Par : Fleury LJ
Publié : 19 septembre 2012

Voter !

Vâtaie !

La Babouératte, la Coccinelle

Vâtaie  !

‏Vâtaie… è craire que ç’ât le redyïndiat que nos sons oblidgie d’ôyir tote â lông de l’an-nèe. Vâtaie, ç’ât ïn devoi po tchéque citoyein de tchie nos  ; mains allèz vos y retrovaie dains tos ces pairtis.

‏È feut ïn temps, pon se lèvi, voùé nos poyïns nos y retrovaie.
‏È y aivait  : les nois pe les roudges, dïnche-lai le tchoix s’en trovait sïmplifyè. Mitnaint, des pairtis, è y en aî des rottes, que se désignant svent pai doux, vôe trôs lattres, pe ène môlure. Tchétchün lai sïnne. Botèes de côte, quée bélle Couénatte de Saïnt Boinaît çoli bèye  !

‏Les hichtoires pitchaintes des éléctions dains les tyeummunes de tchie nôs, ne sont pon prâtes d’étre rébyèes.

‏Çte derrire, ç’ât péssèe dains ène écôle voùé le raiccouédjaire ensoignie en ène vïntainne d’éyeuves. En lai yeçon d’ïnchtruction civique, les dichcussions int dévièes su les ïnyes pe côtumes di vlaidge, les réyements des vâtations dains lai tyeummune po nanmaie le Mére, les conséyies.

‏Cmen les afaints d’adjd’heu n’int pon lai landye dains lai baigatte, çoli déchcutait fêchte. Les sibyas, les dôs-ôyus, totes couéynades que demouéraint en traivés di gairguesson di Martin.

‏Conrad, son pére, prétendaint en lai pyaice di Mére, aivait raiméssé ïn chpèntz  ! De paivu que lai yeçon ne vire â voirdjou, le raiccouédjaire djâbyé ène étchaipâle  :

‏- Martin, qu’és-te  ? Ç’ât ces derris vâtes que t’engraingnant  ?

‏- De lai pyaice de Mére, y m’en fos bïn mâ. Mains y vôros vôe le mouére de cés que se fotant de moi se ès dèvaïnt, cmen moi, voili tchïnze djoués, maindgie maitïn, médi, moirande  : di tchaimbon, des begnats, des touétchés, pe y pésse su les salaidges  ! Chûr de l’éléction de son hanne, mai mére aivait aipointie ïn graind-maindgie di touainnère po les aimis du pairti. Des aimis, te djâse  ! …

‏Mitnaint, ne me djâsè pus de vâtes, s’è vos pyaît.
Lai Babouératte

Voter  !

Voter… à croire que c’est le refrain que nous sommes obligés d’entendre tout au long de l’année.

Voter, c’est un devoir pour chaque citoyen de chez nous  ; mais allez vous y retrouver dans tous ces partis.

‏Il fut un temps, pas si loin, où nous pouvions encore nous y retrouver. Il y avait  : les noirs et les rouges, ainsi le choix s’en trouvait simplifié.

‏Maintenant, les partis sont de plus en plus nombreux et se désignent souvent par deux ou trois lettres et une couleur. Chacun la sienne. Placées à côté l’une de l’autre, quel bel arc-en-ciel ça donne  !

‏Les histoires piquantes des élections, dans les communes de chez nous, ne sont pas prêtes d’être oubliées.

‏Cette dernière s’est passée dans une école, où l’instituteur enseignait à une vingtaine d’élèves. A la leçon d’instruction civique, les discussions ont dévié sur les us et coutumes du village, les réglementations de votation dans la commune pour nommer le Maire, les conseillers.

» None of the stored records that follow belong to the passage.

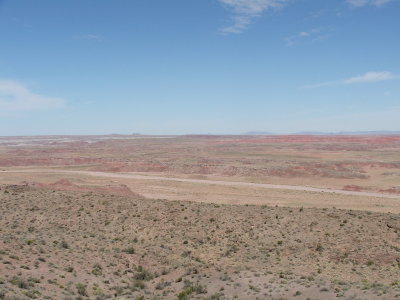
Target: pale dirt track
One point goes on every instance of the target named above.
(202, 181)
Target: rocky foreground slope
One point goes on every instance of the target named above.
(88, 245)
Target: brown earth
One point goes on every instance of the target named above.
(89, 245)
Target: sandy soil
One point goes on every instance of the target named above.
(90, 245)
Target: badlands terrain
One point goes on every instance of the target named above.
(200, 217)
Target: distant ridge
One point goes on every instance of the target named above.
(258, 133)
(378, 132)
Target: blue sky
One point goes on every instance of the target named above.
(198, 66)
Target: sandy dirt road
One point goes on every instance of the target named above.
(203, 181)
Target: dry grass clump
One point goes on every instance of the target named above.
(74, 245)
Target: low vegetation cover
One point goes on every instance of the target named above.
(87, 245)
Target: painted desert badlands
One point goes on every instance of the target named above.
(200, 217)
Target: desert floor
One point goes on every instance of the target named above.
(200, 217)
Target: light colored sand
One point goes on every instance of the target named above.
(212, 182)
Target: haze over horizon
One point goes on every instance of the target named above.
(198, 67)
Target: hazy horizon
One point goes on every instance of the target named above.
(198, 67)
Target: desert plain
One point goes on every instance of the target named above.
(200, 217)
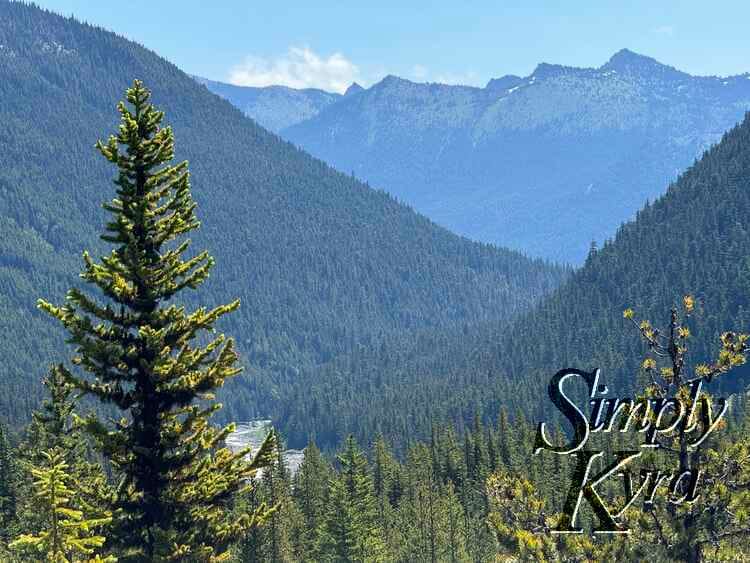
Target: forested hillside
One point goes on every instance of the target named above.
(321, 262)
(545, 163)
(694, 240)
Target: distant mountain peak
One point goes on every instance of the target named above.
(504, 82)
(626, 60)
(353, 89)
(547, 70)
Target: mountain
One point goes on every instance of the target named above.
(274, 107)
(322, 263)
(693, 240)
(544, 164)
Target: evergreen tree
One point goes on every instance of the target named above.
(310, 493)
(175, 480)
(7, 485)
(350, 530)
(68, 534)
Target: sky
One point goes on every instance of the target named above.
(330, 44)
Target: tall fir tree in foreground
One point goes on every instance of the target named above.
(156, 362)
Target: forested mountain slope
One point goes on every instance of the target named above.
(693, 240)
(321, 262)
(545, 163)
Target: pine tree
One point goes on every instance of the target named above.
(68, 534)
(310, 492)
(54, 428)
(350, 531)
(7, 485)
(176, 482)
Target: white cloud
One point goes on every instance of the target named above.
(300, 67)
(469, 78)
(663, 30)
(419, 72)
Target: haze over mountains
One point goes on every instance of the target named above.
(321, 262)
(545, 164)
(693, 240)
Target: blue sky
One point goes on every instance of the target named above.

‏Comme les enfants d’aujourd’hui n’ont pas la langue dans la poche, ça discutait bruyamment. Les cancans, les sous-entendus, toutes plaisanteries qui restaient en travers de la gorge de Martin.

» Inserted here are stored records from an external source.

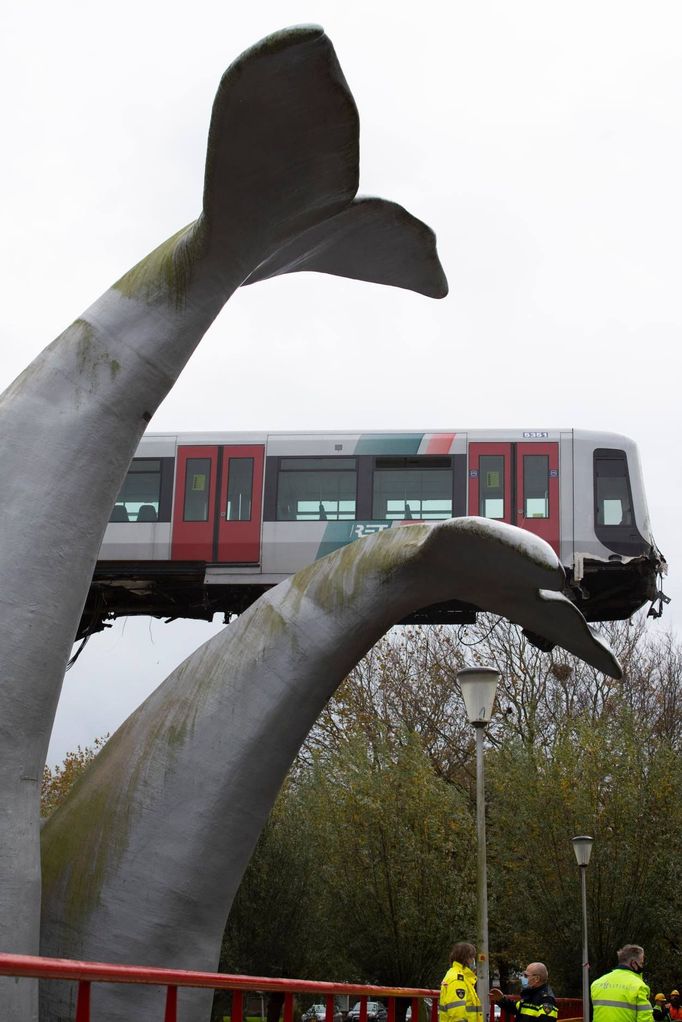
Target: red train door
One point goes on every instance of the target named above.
(217, 509)
(538, 491)
(517, 483)
(240, 501)
(490, 481)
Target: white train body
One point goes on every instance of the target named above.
(206, 522)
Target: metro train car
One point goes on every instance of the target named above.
(206, 522)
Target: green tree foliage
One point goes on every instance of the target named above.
(396, 863)
(57, 782)
(385, 784)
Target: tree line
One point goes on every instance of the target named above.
(366, 869)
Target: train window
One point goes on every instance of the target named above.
(536, 485)
(412, 488)
(139, 497)
(614, 503)
(317, 490)
(239, 485)
(491, 485)
(197, 483)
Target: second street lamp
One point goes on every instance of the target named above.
(582, 845)
(479, 687)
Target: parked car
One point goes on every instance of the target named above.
(375, 1012)
(318, 1013)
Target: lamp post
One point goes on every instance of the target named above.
(583, 847)
(479, 686)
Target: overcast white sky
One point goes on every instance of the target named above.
(543, 143)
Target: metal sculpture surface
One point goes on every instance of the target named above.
(280, 179)
(143, 858)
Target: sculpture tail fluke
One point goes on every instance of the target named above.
(282, 150)
(371, 239)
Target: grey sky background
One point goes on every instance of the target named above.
(541, 141)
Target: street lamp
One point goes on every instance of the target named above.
(479, 686)
(583, 847)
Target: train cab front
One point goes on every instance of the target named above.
(616, 567)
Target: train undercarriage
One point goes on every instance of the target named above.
(605, 591)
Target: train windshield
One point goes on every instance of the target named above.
(611, 485)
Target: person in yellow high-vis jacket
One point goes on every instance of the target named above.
(622, 995)
(459, 1001)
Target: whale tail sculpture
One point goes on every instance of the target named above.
(143, 858)
(280, 182)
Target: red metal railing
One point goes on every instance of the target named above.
(86, 973)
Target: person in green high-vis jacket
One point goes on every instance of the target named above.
(622, 995)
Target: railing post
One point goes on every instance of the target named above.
(171, 1005)
(83, 1003)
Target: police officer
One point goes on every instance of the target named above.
(537, 1000)
(621, 992)
(459, 1001)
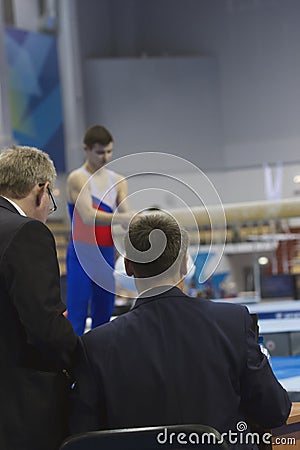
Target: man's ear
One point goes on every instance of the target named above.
(183, 266)
(39, 192)
(128, 267)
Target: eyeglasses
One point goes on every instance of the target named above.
(104, 152)
(53, 206)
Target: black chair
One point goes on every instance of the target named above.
(173, 437)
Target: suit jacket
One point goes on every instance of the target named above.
(36, 341)
(174, 359)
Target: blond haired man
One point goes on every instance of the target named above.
(37, 343)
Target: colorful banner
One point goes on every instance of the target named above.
(35, 92)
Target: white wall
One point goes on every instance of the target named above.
(158, 104)
(257, 47)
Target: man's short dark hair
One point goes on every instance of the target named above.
(137, 238)
(97, 134)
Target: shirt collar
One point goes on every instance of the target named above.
(20, 210)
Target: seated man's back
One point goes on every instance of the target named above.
(173, 360)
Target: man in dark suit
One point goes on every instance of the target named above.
(37, 342)
(173, 359)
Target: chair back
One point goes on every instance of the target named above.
(175, 437)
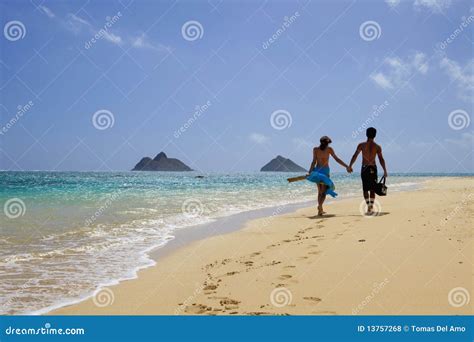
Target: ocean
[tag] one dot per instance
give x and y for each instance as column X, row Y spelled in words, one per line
column 65, row 234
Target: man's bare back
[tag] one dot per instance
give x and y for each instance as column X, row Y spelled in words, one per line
column 322, row 156
column 369, row 151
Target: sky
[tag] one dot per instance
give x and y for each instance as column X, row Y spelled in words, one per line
column 226, row 86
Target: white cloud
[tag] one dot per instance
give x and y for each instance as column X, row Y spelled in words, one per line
column 258, row 138
column 392, row 3
column 76, row 23
column 47, row 11
column 398, row 72
column 463, row 77
column 466, row 141
column 381, row 80
column 113, row 38
column 142, row 42
column 436, row 6
column 301, row 143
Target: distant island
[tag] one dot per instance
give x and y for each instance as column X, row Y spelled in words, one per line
column 280, row 164
column 161, row 163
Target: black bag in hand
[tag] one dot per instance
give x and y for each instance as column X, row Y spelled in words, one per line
column 380, row 188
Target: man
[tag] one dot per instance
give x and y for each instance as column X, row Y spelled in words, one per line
column 320, row 164
column 368, row 172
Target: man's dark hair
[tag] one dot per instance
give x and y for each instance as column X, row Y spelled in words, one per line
column 371, row 132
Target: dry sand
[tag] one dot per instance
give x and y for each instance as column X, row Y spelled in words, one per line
column 405, row 261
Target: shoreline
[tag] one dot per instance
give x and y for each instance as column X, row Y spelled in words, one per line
column 182, row 237
column 164, row 258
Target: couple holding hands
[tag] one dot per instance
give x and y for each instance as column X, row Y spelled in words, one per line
column 370, row 150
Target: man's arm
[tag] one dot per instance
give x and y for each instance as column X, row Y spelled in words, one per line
column 356, row 154
column 313, row 163
column 336, row 158
column 382, row 161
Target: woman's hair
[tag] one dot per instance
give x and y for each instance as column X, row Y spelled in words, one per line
column 371, row 132
column 323, row 145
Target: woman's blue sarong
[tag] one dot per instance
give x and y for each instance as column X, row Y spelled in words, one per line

‏Conrad, son père, prétendant à la place de Maire, avait ramassé une veste  !

‏De peur que la leçon ne tourne au vinaigre, l’instituteur essaya un échappatoire  :

‏- Martin, qu’as-tu  ? Ce sont ces derniers votes qui te fâchent  ?

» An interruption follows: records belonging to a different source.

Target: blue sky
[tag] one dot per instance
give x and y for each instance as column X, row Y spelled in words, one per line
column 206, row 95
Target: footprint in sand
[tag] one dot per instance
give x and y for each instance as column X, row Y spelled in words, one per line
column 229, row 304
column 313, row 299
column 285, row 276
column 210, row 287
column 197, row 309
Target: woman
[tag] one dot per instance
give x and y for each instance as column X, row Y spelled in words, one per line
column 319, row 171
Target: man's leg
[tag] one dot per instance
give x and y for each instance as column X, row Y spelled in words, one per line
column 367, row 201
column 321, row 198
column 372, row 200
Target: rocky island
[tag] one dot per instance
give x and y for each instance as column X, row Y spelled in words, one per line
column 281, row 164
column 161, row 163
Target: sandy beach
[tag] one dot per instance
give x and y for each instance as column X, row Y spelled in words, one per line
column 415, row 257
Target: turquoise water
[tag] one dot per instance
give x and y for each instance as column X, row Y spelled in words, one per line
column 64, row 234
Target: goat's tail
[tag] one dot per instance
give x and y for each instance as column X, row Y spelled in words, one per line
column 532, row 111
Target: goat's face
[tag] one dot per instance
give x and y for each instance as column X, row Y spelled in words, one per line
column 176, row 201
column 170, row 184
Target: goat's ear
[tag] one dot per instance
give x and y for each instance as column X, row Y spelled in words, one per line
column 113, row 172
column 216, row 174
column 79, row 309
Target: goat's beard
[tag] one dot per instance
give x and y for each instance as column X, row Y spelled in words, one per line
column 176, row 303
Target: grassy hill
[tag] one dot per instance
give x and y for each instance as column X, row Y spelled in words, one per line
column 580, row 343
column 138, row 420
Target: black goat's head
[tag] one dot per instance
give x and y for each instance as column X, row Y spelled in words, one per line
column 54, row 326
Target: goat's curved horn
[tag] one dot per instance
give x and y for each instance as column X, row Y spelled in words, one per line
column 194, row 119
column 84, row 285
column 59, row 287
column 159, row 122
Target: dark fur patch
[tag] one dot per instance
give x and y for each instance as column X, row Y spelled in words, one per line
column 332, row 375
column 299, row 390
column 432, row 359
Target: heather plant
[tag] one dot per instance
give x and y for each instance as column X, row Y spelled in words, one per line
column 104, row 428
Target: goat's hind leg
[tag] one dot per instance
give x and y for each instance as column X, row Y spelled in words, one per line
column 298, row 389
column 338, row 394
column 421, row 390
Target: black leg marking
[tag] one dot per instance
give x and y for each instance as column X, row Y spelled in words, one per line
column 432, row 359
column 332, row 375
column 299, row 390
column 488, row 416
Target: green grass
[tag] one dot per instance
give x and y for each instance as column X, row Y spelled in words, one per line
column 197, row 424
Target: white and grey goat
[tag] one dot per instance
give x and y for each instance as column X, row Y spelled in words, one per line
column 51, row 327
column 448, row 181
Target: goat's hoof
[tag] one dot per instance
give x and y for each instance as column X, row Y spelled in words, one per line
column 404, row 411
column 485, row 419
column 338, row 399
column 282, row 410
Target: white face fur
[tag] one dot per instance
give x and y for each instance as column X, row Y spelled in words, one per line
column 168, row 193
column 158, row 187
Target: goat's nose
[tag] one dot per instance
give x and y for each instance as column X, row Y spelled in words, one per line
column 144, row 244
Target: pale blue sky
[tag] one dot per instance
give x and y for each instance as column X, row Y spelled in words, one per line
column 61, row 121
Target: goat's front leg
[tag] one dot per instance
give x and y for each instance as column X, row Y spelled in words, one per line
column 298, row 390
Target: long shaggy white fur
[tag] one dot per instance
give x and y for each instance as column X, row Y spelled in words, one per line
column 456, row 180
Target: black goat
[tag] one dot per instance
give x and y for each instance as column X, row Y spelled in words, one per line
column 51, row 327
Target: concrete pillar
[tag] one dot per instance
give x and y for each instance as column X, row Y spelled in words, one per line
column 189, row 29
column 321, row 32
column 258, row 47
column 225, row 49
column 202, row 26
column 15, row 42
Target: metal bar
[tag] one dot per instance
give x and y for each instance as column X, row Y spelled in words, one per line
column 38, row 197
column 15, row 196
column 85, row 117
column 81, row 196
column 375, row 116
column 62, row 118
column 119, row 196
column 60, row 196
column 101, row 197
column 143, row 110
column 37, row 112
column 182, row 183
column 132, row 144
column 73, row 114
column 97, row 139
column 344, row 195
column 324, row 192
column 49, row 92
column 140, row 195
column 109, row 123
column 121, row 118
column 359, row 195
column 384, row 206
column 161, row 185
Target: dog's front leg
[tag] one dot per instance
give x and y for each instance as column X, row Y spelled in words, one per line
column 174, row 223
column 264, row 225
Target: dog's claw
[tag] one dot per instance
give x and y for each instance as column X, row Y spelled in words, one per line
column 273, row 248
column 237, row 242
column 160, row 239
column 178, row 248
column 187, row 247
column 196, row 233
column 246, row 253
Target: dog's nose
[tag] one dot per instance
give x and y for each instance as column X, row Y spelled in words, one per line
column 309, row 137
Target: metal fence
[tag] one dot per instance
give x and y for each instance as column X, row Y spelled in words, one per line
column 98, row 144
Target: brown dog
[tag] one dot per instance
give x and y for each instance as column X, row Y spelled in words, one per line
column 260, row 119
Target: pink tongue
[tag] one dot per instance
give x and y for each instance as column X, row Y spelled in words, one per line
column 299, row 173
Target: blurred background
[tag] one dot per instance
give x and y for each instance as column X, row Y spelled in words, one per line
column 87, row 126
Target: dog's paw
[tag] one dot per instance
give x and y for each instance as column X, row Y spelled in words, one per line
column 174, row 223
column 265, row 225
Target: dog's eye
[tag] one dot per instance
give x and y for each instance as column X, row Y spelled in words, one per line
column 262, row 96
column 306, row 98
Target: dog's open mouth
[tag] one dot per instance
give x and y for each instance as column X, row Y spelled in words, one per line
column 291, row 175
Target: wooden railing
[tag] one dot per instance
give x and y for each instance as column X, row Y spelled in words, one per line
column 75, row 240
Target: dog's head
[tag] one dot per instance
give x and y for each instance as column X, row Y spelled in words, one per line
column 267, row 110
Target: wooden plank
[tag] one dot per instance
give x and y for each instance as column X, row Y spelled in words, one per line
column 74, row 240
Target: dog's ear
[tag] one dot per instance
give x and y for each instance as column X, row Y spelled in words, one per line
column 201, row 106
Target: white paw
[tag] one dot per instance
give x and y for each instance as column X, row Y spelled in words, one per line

‏- De la place de Maire, je m’en fiche pas mal. Mais, je voudrais voir la mine de ceux qui se moquent de moi. S’ils devaient, comme moi, voilà quinze jours, manger matin, midi et souper  : du jambon, des beignets, des gâteaux à la crème et je passe sur les salades  ! Sûre de l’élection de son mari, ma mère avait préparé un gueuleton du tonnerre pour les amis du parti.

Des amis, tu parles  !... Maintenant ,ne me parlez plus de voter, s’il vous plaît.